Plot: What’s it about?
Do you believe in ghosts? If you do, then you’ll gasp with along with the T.A.P.S. squad as they explore haunted locales and hope to secure proof of paranormal presence. If you don’t, then at least you can laugh at the team as they jump at every creak and insist every noise or movement is a spectral invader of some kind. Ghost Hunters has a solid (if unoriginal) premise, as the team looks into various ghost sightings and attempts to capture evidence of the eerie activities. But the T.A.P.S. team is so unintentionally hilarious, sometimes it almost comes off as a spoof of similar shows. Jason and Grant are so desperate to prove that ghosts are real, they latch onto even the slightest event as definitive proof. After seven seasons and countless haunted locations, even Ghost Hunters remain unable to offer up even minor proof of real ghosts.
Video: How does it look?
The episodes are presented in 1.78:1 anamorphic widescreen.

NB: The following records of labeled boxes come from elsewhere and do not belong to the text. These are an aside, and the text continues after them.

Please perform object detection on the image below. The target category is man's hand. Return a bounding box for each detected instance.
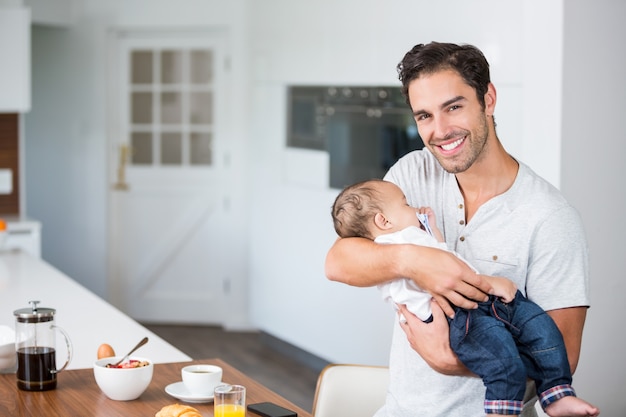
[398,300,473,376]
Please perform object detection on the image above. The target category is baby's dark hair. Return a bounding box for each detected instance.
[331,179,383,239]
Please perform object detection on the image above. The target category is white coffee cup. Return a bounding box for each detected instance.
[181,365,222,397]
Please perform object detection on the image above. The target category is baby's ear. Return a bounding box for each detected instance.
[374,213,391,230]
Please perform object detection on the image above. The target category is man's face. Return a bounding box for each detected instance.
[408,70,489,174]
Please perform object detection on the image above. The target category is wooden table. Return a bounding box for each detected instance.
[0,359,312,417]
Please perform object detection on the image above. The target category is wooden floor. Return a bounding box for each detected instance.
[144,324,321,411]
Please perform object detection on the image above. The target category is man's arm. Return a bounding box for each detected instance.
[398,300,476,376]
[547,307,587,374]
[325,238,491,316]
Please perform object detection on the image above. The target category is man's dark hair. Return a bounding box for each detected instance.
[397,42,491,109]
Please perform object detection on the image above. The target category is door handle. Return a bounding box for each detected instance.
[113,144,131,191]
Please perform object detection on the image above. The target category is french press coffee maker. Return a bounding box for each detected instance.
[13,301,72,391]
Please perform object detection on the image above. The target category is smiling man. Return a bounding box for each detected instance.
[326,42,589,417]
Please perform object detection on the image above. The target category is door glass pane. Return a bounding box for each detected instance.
[161,92,183,124]
[189,133,212,165]
[161,133,183,165]
[131,51,152,84]
[131,93,152,124]
[131,132,152,165]
[161,51,183,84]
[191,50,213,84]
[189,91,213,124]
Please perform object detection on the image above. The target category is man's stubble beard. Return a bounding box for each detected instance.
[433,114,489,174]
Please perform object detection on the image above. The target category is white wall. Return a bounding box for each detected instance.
[561,0,626,417]
[25,0,247,304]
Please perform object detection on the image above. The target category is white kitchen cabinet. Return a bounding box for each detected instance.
[0,216,41,258]
[0,6,31,113]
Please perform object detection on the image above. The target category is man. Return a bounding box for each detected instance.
[326,42,589,417]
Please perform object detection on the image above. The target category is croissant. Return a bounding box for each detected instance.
[154,404,202,417]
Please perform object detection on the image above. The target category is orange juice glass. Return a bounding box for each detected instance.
[213,404,246,417]
[213,384,246,417]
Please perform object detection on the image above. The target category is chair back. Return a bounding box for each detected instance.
[313,364,389,417]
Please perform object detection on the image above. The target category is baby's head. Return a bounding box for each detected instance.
[332,179,419,239]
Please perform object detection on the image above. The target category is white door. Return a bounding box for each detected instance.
[109,31,227,324]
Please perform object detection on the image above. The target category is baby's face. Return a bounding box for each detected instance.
[381,182,421,231]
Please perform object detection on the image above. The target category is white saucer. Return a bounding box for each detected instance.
[165,381,213,404]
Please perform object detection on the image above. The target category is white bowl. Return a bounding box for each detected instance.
[93,356,154,401]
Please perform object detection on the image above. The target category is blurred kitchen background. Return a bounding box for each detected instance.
[0,0,626,416]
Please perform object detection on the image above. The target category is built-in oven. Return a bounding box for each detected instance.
[287,86,424,188]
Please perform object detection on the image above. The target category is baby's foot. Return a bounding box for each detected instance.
[546,395,600,417]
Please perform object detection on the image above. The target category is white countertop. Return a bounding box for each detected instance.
[0,251,191,369]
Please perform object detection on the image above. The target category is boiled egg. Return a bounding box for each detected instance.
[98,343,115,359]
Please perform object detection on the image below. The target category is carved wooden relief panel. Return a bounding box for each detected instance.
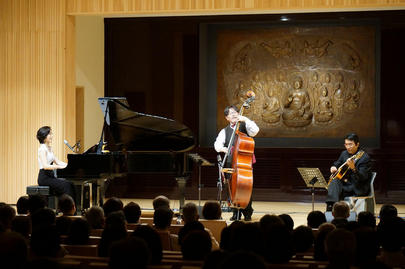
[217,26,376,138]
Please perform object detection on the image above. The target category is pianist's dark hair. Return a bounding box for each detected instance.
[345,133,360,144]
[37,126,51,144]
[224,105,238,117]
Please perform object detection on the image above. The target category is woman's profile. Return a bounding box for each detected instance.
[37,126,76,199]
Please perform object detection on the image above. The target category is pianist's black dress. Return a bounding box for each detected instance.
[38,144,76,199]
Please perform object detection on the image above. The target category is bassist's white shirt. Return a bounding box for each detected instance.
[214,118,260,152]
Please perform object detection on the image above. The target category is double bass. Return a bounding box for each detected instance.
[221,91,255,208]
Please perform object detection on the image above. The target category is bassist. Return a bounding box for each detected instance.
[214,105,259,221]
[326,133,371,211]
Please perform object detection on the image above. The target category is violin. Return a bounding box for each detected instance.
[328,150,364,186]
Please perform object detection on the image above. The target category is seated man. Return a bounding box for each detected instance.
[58,194,76,216]
[152,195,170,210]
[326,134,371,211]
[332,201,350,228]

The show looks good here, whether in normal interview shots or night vision ghost chases. I found detail to be fine in the more stable shots, while of course the night vision shots and such show a degraded level of depth. But that is the nature of the show, so this transfer is helpless to improve upon those elements. In the end, the show looks good and no serious issues pop up.
Audio: How does it sound?
The sound design here is fine, but doesn’t send chills down your spine like it should. At the same time, the show’s low rent technical presentation impacts the audio potential as well. The show’s elements are all well handled, so dialogue is clear and the random creaks, moans, and such are all audible. The nature of the program means that sometimes volume fluctuates, but that is unavoidable here. The show sounds quite good in this presentation, so fans should be satisfied.
Supplements: What are the extras?
Some episodes contain never before seen bonus footage, which should delight fans.